At the age of 18, he got a scholarship to Julliard, a prestigious university for performing arts in New York. While there he got inspiration from Stanley Crouch and Al Murray, great writers who served as mentors to him. Around this time, his father finally got him to listen to Louis Armstrong’s work and Wynton attempted to play Jubilee; one of Louis’ songs but was unable to
play it all the way through.

This gave him a newfound appreciation for Louis Armstrong’s skill
and stamina that made trumpet playing seem like an easy task. This also prompted him to learn more about his own father Ellis, and the impact that he had made as a historical figure on the New Orleans jazz scene.

Wynton also recounted his experience with racism in the North which was considered to be more liberal than the South where he was from. He said that although he did not have issues with fellow students, he did have trouble from some of the conductors of the school’s band.

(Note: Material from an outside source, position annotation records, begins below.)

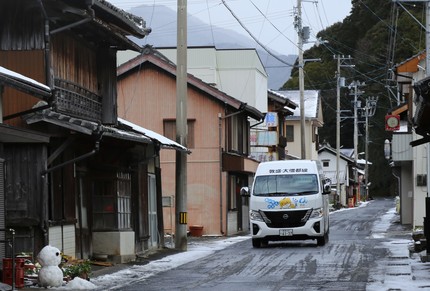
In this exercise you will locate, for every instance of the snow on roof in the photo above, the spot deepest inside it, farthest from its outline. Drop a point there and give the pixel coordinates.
(22, 78)
(311, 98)
(164, 141)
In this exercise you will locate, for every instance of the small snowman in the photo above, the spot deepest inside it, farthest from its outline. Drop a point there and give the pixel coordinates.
(50, 275)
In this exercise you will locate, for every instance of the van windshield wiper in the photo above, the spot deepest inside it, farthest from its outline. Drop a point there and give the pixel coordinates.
(307, 192)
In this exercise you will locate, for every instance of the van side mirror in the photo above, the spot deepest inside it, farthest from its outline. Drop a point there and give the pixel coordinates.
(326, 186)
(244, 192)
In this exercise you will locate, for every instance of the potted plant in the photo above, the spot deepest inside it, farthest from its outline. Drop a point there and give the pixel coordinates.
(77, 268)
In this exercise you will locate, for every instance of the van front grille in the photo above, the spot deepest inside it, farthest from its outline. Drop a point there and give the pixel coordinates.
(284, 219)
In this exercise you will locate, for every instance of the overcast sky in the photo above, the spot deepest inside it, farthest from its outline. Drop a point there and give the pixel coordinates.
(270, 21)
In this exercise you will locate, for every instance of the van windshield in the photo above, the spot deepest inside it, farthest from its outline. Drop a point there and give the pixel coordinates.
(286, 185)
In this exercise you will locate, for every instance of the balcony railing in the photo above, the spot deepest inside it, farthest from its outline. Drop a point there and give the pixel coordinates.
(74, 100)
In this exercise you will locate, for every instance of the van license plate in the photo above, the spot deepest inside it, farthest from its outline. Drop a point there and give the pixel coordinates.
(285, 232)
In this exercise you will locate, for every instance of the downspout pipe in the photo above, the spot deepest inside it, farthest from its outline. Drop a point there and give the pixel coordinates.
(48, 65)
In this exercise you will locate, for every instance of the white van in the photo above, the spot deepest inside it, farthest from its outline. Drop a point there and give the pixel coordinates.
(289, 201)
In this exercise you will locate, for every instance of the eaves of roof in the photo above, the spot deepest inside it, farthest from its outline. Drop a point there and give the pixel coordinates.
(333, 151)
(24, 84)
(97, 20)
(410, 65)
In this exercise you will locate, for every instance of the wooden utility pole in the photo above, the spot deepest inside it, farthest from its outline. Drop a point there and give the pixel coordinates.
(181, 128)
(299, 29)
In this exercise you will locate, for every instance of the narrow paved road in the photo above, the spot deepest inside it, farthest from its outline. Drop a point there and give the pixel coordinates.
(350, 261)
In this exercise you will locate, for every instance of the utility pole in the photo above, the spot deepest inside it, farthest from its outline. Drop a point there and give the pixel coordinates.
(181, 128)
(299, 29)
(340, 83)
(356, 85)
(369, 111)
(303, 36)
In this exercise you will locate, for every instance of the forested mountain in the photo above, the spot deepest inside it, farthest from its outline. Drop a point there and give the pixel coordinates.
(377, 35)
(162, 20)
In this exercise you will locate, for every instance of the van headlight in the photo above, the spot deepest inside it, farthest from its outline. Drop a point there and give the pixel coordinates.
(316, 213)
(255, 215)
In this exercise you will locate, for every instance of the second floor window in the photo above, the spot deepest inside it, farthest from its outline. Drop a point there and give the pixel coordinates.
(289, 134)
(237, 136)
(169, 126)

Jazz at Lincoln Center Orchestra with Wynton Marsalis

Suffice to say, Julliard was not a good fit for him and he dropped out after a year. This, however, worked out in his favour as it gave him the opportunity to work with Art Blakely, a legendary drummer and bandleader while he was on tour with his band The Jazz Messengers in the year 1982.

His affiliation with Art Blakely earned him more attention from others on the music scene and they referred to him as a being a prodigy. He later left Blakely and formed a band with one of his brothers. But what is all the fuss about Wynton Marsalis? Well he won his first Grammy at the age of 22
in 1983 for Best Jazz Instrumental Soloist, and later that same year, he won another Grammy for playing Haydn’s Trumpet Concerto with the National Philharmonic Orchestra.

He was appointed as the Artistic Director for Jazz at the Lincoln Centre. And in 1997, he won the prestigious Pulitzer Prize for his composition; Blood on the Fields which told the story of a man and a woman and their journey from slavery to freedom, a piece that he composed by drawing on his
own experiences living in New Orleans, a place that had once been the biggest site for slave trade in America, as well as the stories of his mother’s relatives who had worked on plantations during that era, and books and literature on black nationalism that his father had given him.

However, when asked how he felt about that particular award, Wynton said that although he was very honoured he felt that there were several great jazz musicians who deserved it more. Especially since unlike the Grammys which were more for popularity, the Pulitzer Prize winners were carefully selected by scholars.

This sentiment was apparently one his father Ellis shared because Wynton describes him as someone who plays music because he loves it and is good at it and not for the fame that comes with it. He described his dad as a naturally stoic man full of philosophical lessons about life, and one who expressed his emotions through his music rather than through physical displays of affection.

Wynton wraps up the interview by talking about his father who recently passed away after contracting the coronavirus. His father kept up this view of life right up to his own death. Ellis was not overly distressed about it and said that many people had already lost loved ones to the virus and that his death would not be any different. He embraced everyone’s loss in the same
way- as simply being a fact of life.

Wynton ended by saying that he felt that the most important lesson that his father taught him was to liberate himself, to be himself in that he should follow his passion without the aid of a safety net. He said that he hopes that they will be able to have a parade for his father in the streets of New Orleans as is the custom, not because that is what his father would have wanted, but because many musicians looked up to his father and that would give them a chance to celebrate him.